Los buenos hábitos que llegan sin planearlos
A veces caigo en la trampa de los hábitos. En toda esa literatura en forma de publicaciones en Instagram, artículos en medios y libros en librerías con esa palabra clave: hábitos. Cómo crearlos, cómo mantenerlos, cómo cambiar tu vida solo empezando a hacer algo tan sencillo como la cama todas las mañanas o levantarte a las 5 como toda esa gente de éxito.
Todo ese volumen de publicaciones existe porque, ay, los humanos siempre estamos algo insatisfechos con nuestras vidas y además creemos que solo nos pasa a nosotros. Entonces llega la secta de los hábitos y nos hace creer que todo es nuestra culpa. Que si no tenemos rutinas de las buenas —de las de ponerse cremas caras todas las noches, no de las de sentirse un poco que tu vida es el día de la marmota— es porque no queremos. Todo lo malo que nos pasa, por lo tanto, es por esa falta de fuerza de voluntad. Somos los únicos culpables. Toma, compra este libro, seguro que empiezas a cumplir todos tus propósitos de Año Nuevo.
Pero, como decía, yo también caigo en esa trampa. Leer sobre estas cosas es como droga para mí. Por eso sé lo que quizá estéis pensando algunas: «pero es que detrás de todo esto hay ciencia, Ana». Y la hay, claro que la hay. Lo que me molesta no es que haya buenos y malos hábitos, que todos los tenemos y conocemos, o que se puedan crear y abandonar si se siguen unas normas. Lo que me molesta es que haya una industria queriendo vivir de nuestra insatisfacción.
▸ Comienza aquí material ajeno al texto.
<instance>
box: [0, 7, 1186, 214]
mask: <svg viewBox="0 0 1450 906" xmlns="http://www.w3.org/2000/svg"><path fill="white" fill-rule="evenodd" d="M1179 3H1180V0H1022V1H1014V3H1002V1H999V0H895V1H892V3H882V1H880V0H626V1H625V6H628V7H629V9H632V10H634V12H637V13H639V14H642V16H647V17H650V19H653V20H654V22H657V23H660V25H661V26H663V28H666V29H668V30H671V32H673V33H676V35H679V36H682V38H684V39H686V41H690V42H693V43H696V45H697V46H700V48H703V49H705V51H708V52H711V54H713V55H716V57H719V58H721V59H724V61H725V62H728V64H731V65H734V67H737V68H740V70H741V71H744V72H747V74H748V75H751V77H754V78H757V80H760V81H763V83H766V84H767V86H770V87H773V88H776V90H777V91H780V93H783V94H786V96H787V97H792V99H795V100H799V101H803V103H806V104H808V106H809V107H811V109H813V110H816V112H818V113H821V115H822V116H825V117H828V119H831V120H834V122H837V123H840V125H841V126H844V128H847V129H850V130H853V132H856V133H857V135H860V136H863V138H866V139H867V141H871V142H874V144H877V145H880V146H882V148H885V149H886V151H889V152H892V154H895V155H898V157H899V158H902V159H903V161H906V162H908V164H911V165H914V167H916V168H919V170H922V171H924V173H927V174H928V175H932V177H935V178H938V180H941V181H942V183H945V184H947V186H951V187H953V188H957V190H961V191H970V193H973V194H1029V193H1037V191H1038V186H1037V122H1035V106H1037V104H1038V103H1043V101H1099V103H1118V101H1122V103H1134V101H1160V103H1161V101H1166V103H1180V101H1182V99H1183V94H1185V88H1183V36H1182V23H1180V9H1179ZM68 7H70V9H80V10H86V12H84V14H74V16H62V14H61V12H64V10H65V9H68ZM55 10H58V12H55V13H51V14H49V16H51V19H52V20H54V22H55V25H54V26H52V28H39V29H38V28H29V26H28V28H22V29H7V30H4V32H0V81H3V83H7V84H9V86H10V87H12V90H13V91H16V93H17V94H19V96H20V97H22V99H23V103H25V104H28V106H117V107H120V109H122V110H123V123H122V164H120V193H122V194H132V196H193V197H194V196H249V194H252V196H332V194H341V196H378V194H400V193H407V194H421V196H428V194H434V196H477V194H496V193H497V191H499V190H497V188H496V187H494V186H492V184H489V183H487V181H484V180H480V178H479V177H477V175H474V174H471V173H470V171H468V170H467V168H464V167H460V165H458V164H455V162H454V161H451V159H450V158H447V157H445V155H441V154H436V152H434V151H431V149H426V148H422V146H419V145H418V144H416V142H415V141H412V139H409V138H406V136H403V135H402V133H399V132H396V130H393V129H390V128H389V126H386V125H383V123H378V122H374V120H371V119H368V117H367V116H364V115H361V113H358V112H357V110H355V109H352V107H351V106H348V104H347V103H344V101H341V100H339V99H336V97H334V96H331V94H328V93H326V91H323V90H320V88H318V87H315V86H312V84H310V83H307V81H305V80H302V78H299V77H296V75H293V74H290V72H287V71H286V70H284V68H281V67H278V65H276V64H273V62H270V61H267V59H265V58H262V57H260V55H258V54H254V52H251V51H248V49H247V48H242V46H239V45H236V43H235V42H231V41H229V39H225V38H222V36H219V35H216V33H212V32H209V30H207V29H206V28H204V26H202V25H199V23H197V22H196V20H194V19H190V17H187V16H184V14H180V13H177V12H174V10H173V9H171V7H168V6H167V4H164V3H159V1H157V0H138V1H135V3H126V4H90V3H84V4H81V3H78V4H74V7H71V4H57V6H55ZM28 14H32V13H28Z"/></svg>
Pero ya sé que entonces me molestan el 95 % de las industrias.
El otro día, leyendo otro de esos artículos sobre la ciencia de los hábitos (ya os dije que son mi droga), me puse a pensar al revés. No en todos los hábitos que he intentado iniciar a lo largo de mi vida, sino en las cosas que sí he cambiado en los últimos años y en cómo lo he hecho.
En el inocente año 2015, me propuse vivir sin despertador. Lo conseguí sin mucha dificultad porque no tengo horarios y dormir hasta las 10 nunca fue algo que me fuese a pasar. Sin embargo, unos meses después, volví a la alarma porque en realidad prefiero levantarme antes de las 8 porque por la mañana soy muy lenta y me gusta serlo.
Lo que sí me quedó de aquel experimento fue un efecto secundario. Para levantarme sin despertador y sin riesgo de dormir de más, tenía que acostarme más temprano. Y eso, meterme en la cama a las 11 y no las 12, para mí que no me cuesta dormir y que lo hago tan bien, fue un cambio tan fácil y satisfactorio que diría que a los tres días era ya un hábito. De las cosas que dice la ciencia de los hábitos, creo que lo que me funcionó fue que 1) era fácil y 2) era satisfactorio. Solo tuve que empezar a cenar antes (8:30-9) y darme cuenta antes de que estaba en un bucle infinito en algún lugar de internet.
La otra cosa es más reciente. A finales de enero, decidí empezar a «ir a trabajar»: todas las mañanas, antes de empezar a trabajar, salgo de casa y doy la vuelta a la manzana (a tres manzanas, en realidad). Suelo hacer alguna foto y compartirla en stories en Instagram, y creo que esta es la clave: sé que hay gente (mis padres) que espera ver esa imagen de mi micropaseo matutino. Si una mañana me da pereza salir, pienso en mi público y lo hago. Esto, lo de haber compartido mi intención y haberme comprometido de forma algo pública a hacerlo, también lo avala la ciencia.
Además, también es satisfactorio: el aire de la mañana y mover un poco el cuerpo todos sabemos que sienta bien. Y es concreto. No es «dar un paseo todos los días», es «salir de casa después de desayunar y dar esa vuelta y hacer alguna foto». Fue también un poco sin darme cuenta, como un experimento, como un juego sin ningún objetivo ambicioso en mente.
Cuento todo esto no solo para unirme a toda esa avalancha de información sobre hábitos que tanto odio, sino para recordarme que casi siempre ya sé hacer eso que intentan venderme que aprenda a hacer. Si hay hábitos que no han calado no es mi culpa, sino de ellos: no serían tan buenos si no los adopté casi sin darme cuenta.